Se está obrando a la inversa: no se constituyen los partidos como instrumentos para alcanzar los expresados fines, sino que se crean, generalmente alrededor de una persona, con objetivos de corto plazo o coyunturales y sin vocación de permanencia, y solo después se les busca ideología propia y se piensa en los programas y propuestas.
De otro lado, varias de las instituciones creadas en 2003, llamadas a producir unas consecuencias de orden y estabilidad en la política, han generado, en cambio, desazón e inseguridad, tal vez no por culpa de las normas que las consagran sino por la presencia de otras normas no acordes con ellas, y por causa de las reglamentaciones y modalidades de aplicación efectiva de sus contenidos.
Así, por ejemplo, el voto preferente, traído con el fin teórico de promover decisiones democráticas -en cuanto el pueblo escoge directamente a sus candidatos predilectos, sin sujeción al bolígrafo-, se plasmó con carácter de optativo y provocó, en vez de la unidad interna en el seno de las colectividades, profundas divisiones en su interior, al punto de que, como acaba de verse en estas elecciones, los peores enemigos de cada candidato no fueron otros que los miembros de su propia lista.
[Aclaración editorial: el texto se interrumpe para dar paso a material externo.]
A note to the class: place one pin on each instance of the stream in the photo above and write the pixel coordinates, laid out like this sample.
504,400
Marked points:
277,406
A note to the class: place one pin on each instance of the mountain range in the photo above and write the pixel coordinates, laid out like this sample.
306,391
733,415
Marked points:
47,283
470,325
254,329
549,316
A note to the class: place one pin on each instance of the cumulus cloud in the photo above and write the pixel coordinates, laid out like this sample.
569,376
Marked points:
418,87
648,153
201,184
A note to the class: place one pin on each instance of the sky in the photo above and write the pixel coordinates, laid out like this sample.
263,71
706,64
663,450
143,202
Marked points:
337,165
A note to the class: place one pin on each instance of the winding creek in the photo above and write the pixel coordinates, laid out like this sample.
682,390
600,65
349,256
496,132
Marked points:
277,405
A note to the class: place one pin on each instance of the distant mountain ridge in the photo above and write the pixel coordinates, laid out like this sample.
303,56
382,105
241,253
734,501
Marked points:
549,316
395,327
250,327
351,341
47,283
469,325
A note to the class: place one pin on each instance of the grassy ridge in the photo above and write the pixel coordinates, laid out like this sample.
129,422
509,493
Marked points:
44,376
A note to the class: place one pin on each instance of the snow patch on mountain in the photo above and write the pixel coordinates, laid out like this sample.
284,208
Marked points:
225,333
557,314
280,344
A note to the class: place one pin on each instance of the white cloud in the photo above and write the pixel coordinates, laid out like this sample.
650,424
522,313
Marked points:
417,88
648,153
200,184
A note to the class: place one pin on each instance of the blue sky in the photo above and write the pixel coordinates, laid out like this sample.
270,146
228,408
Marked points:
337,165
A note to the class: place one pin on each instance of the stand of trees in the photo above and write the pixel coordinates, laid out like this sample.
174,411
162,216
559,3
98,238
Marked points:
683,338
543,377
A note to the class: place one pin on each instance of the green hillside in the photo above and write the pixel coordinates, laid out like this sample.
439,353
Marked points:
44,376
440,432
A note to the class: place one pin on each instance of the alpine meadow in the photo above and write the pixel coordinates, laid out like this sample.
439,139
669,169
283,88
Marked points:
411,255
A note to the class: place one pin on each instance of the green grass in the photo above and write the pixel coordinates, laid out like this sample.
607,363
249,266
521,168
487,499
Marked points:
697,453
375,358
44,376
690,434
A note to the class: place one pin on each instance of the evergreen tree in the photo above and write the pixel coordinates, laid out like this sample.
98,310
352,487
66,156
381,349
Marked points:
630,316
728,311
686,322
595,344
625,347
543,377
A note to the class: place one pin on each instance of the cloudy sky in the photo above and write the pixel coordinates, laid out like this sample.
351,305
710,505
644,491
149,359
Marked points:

En otro aspecto, los movimientos y partidos se crearon o fusionaron con la sola meta de superar el umbral, sin considerar la homogeneidad de quienes habrían de integrar las listas. No importaba el pensamiento, los antecedentes, los ideales políticos, las tesis de cada uno, sino su contribución al objetivo de pasar la cifra mínima de votos exigida por la Constitución. A cada cual, por su parte, sólo le interesaba salir elegido, sin parar mientes en ideologías o criterios, para las cuales -sencillamente - no había tiempo.
El Estado, por su parte, puso su granito de arena para añadir confusión donde ya la había, y diseñó una tarjeta electoral para muchos incomprensible, que omitió presentar a los electores los nombres de los candidatos -como lo exige la Constitución-, dando lugar a la manipulación sobre los votantes en la escogencia de sus opciones de sufragio, y neutralizando las posibilidades de quienes habrían podido ser elegidos merced al voto de opinión. Los sufragantes no manipulados, que pensaban encontrar en la tarjeta electoral a su candidato, no lo hallaban; no sabían el número que le correspondía; muchas veces ignoraban cuál era el logo del partido; y las cartillas anexas fueron para muchos indescifrables.
La tarjeta -además- incorporaba, en la misma hoja, la circunscripción nacional para Senado y la circunscripción especial indígena, con dos casillas para voto en blanco, lo que provocó en buena parte el lío en que nos debatimos sobre las votaciones respecto a las dos curules indígenas.
Todo esto aconseja la revisión inmediata e integral del sistema electoral vigente.